This study is believed to be novel in the way it
combines instinctive behavior as a means of training
experiential learning. This is a plausible counterpart to the
way simple animals learn, and is therefore a useful
approach to simulating them. The way this works in the
foraging task is as follows: instincts guide the creature to
effectively explore its environment, producing a stream of
stimuli and responses which are then incorporated into
new neurons recording pathways in the environment.
These learned neurons are reinforced by consistent
repetition as well as by association with the acquisition of
food and water goals. Over trials the learned network
often overrides instincts to guide the creature directly
along paths to food and water.
The Mona goal-seeking neural network was used for
this task. Mona has been shown to be capable of
supporting instinct evolution to solve the Monkey and
Bananas Problem [7], as well as effectively learning
mazes requiring the retention of context information over
time [6].
Q-Learning [9], a well-known reinforcement learning
technique that is amenable to stimulus-response search
space tasks, was used as a comparison to the neural
1.1. A brief overview of Mona
Mona is based on the rationale that brains are goal-
seeking entities. It has a simple interface with the
environment: all knowledge of the state of the
environment is absorbed through senses. Responses are
expressed to the environment with the goal of eliciting
sensory inputs which are internally associated with the
reduction of needs.
Events can be drawn from sensors, responses, or the
states of internal neurons, calling for three types of
neurons. Neurons attuned to sensors are receptors, those
associated with responses are motors, and those mediating
other neurons are mediators. Mediators can be structured
in hierarchies representing environmental contexts. A
mediator neuron controls the transmission of need
through and the enablement of its component neurons.

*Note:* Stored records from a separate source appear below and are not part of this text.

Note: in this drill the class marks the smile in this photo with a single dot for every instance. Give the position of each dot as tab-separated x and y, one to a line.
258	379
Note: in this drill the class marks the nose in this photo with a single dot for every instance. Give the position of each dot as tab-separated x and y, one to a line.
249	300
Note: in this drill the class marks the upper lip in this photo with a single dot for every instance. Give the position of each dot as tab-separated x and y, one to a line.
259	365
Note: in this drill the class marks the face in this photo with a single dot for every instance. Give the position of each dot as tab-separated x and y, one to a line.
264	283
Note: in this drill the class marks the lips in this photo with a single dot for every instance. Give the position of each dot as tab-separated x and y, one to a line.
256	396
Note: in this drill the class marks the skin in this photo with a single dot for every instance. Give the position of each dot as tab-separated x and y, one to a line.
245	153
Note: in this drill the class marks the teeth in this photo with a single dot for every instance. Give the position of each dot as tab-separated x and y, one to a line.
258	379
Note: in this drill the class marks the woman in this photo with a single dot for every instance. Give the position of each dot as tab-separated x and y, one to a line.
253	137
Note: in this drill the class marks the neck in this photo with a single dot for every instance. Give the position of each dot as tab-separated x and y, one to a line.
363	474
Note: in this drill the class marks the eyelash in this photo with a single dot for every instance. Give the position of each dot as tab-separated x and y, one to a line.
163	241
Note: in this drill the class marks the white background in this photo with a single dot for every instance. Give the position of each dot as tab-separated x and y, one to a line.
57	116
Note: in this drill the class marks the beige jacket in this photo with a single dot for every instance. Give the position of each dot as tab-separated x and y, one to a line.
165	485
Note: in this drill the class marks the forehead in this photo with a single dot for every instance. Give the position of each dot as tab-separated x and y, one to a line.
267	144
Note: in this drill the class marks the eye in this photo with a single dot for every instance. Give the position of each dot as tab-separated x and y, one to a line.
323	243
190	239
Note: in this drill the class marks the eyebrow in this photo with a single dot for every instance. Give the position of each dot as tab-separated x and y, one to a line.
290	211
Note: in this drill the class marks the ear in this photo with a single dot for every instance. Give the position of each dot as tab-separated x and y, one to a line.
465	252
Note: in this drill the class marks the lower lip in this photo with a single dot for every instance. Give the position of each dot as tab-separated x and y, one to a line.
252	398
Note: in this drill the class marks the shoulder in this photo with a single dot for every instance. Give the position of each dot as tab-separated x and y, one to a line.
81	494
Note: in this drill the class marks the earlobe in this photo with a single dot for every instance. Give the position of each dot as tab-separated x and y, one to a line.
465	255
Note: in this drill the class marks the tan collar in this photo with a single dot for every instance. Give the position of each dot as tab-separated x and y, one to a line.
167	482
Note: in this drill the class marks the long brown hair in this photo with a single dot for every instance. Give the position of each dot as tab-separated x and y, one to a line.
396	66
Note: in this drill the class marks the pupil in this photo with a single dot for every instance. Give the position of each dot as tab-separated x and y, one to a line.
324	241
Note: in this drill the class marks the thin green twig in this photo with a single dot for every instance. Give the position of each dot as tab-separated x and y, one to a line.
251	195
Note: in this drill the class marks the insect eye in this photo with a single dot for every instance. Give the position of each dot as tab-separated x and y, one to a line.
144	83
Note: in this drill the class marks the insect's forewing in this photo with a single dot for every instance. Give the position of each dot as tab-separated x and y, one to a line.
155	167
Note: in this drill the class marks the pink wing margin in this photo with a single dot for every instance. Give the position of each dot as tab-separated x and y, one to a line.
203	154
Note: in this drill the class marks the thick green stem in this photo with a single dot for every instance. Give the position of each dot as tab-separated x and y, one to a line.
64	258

To elucidate by example, consider this somewhat
whimsical task: let Mona be a mouse that has been out
foraging in a house and now wishes to return back to her
mouse-hole in a certain room. For the sake of keeping
peace with her fellow mice, she must not make the
mistake of going into a hole in another room. Figure 1
shows her neural network at this juncture.
Figure 1. Initial mouse network
The triangle-shaped object at the bottom is the receptor
neuron that fires once she has reached her hole; the
inverted triangles are motor neurons that accomplish the
responses of going to the correct room (Go Room), and
going into the hole (Go Hole). The ellipses are mediator
neurons. Each is linked up to a cause and effect event
neuron. The “Hole Ready” mediator is not enabled,
reflecting the importance of not going into a hole in the
wrong room. The “Room Ready” mediator is enabled,
signifying an expectation that if its cause event fires, its
effect will also fire.
The “Home!” receptor neuron has a high goal value,
indicating that it is associated with a need. Because of
this, motive influence propagates into the network,
flowing into motor neurons whose firings will navigate to
the goal. Since the “Hole Ready” neuron is not enabled,
the motive bypasses the “Go Hole” motor neuron in
search of a mediator whose firing will enable “Go Hole”.
Since “Hole Ready” is an effect of “Room Ready”, it
flows into the “Go Room” motor via the enabled “Room
Ready” mediator and causes it to fire (double outline).The
flow of motive illustrates how mediators representing
contexts work together. The appropriate context for “Hole
Ready” is “Room Ready”, which means that the latter
should necessarily contribute something to the former in
order to enable it. This something is called a wager. A
wager temporarily modifies the enablement of a mediator
that is the effect event of another mediator. It is called a
wager because the base-level enablement of the wagering
mediator will be evaluated based on subsequent firing of
the effect neuron.
In Figure 2 the “Go Room” cause firing can be
understood as a conditional probability event: given that
Mona is in the correct room (“Room Ready”), she is quite
certain that she can go into her own hole. This
accomplished by a wager from “Room Ready”, triggered
by “Go Room” that boosts the enablement of “Hole
Ready”. After this enablement occurs, motive flows into
the “Go Hole” motor neuron, causing it to fire.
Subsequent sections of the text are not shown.